Patrick Suskind vividly describes the odours of the city to emphasise the heightened olfactory senses of Grenouille and to highlight how odours have a persuasion power stronger than that of words, emotions, appearances and will.

“The streets stank of manure, the courtyards of urine, the stairwells stank of moldering wood and rat droppings, the kitchens of spoiled cabbage and mutton fat; the unaired parlors stank of stale dust, the bedrooms of greasy sheets, damp featherbeds, and the pungently sweet aroma of chamber pots. The stench of sulfur rose from the chimneys, the stench of caustic lyes from the tanneries, and from the slaughterhouses came the stench of congealed blood. People stank of sweat and unwashed clothes; from their mouths came the stench of rotting teeth, from their bellies that of onions, and from their bodies, if they were no longer very young, came the stench of rancid cheese and sour milk and tumorous disease. The rivers stank, the marketplaces stank, the churches stank, it stank beneath the bridges and in the palaces. The peasant stank as did the priest, the apprentice as did his master’s wife, the whole of the aristocracy stank, even the king himself stank, stank like a rank lion, and the queen like an old goat, summer and winter. For in the eighteenth century there was nothing to hinder bacteria busy at decomposition, and so there was no human activity, either constructive or destructive, no manifestation of germinating or decaying life that was not accompanied by stench.”

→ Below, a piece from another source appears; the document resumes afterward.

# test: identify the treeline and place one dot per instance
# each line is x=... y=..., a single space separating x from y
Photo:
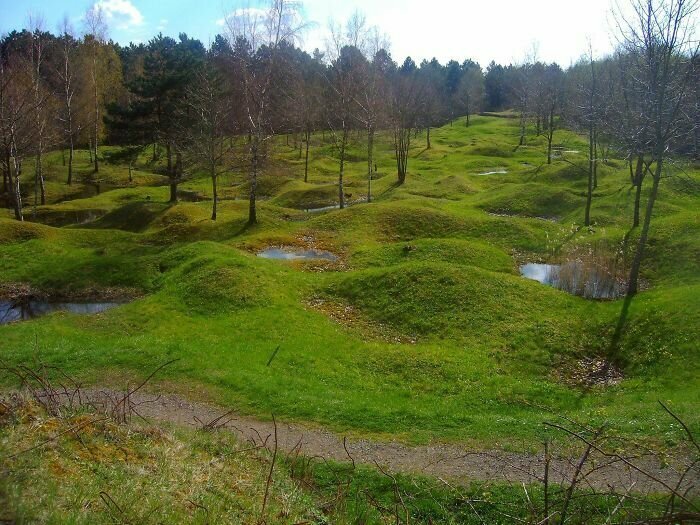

The point of climax in the movie is when Grenouille becomes aware of the fact that he lacks a personal odour, signifying the absence of a personal identity. Grenouille’s great hope is to create an ideal perfume that will give him the magical essence of identity. He does so by extracting and blending the corporeal scents of young virginal women he murders. Here, his obsession with preserving something of great value resembles that of the speaker in Porphyria’s Lover. Grenouille is also overcome by an identity crisis, and like Porphyria’s so called lover who tries to preserve her love by killing her, Grenouille attempts to preserve scents of virgins by killing them. ‘Love’ in Porphyria’s Lover and ‘scent’ in Das Parfum can thus be equated. They are the essence of the protagonists, things without which they have no purpose in the world.  Grenouille too, like Porphyria’s lover, reaches his point of success. He manages to create a scent so potent and hypnotic that anyone who smells it regresses into a state of transcendental bliss similar to that of the Prelapsarian period which is devoid of suffering.

Grenouille’s search for an identity through scent is reasonable and justified. The means which he employs for acquiring this identity however, is twisted and psychopathic.  His story is a perfect example of ‘madness in reason’.

We thus see, from our observations and readings of Browning’s Porphyria’s Lover and Suskind’s Das Parfum, that madness and reason co-exist within the conscience of human beings and cannot be isolated from one another.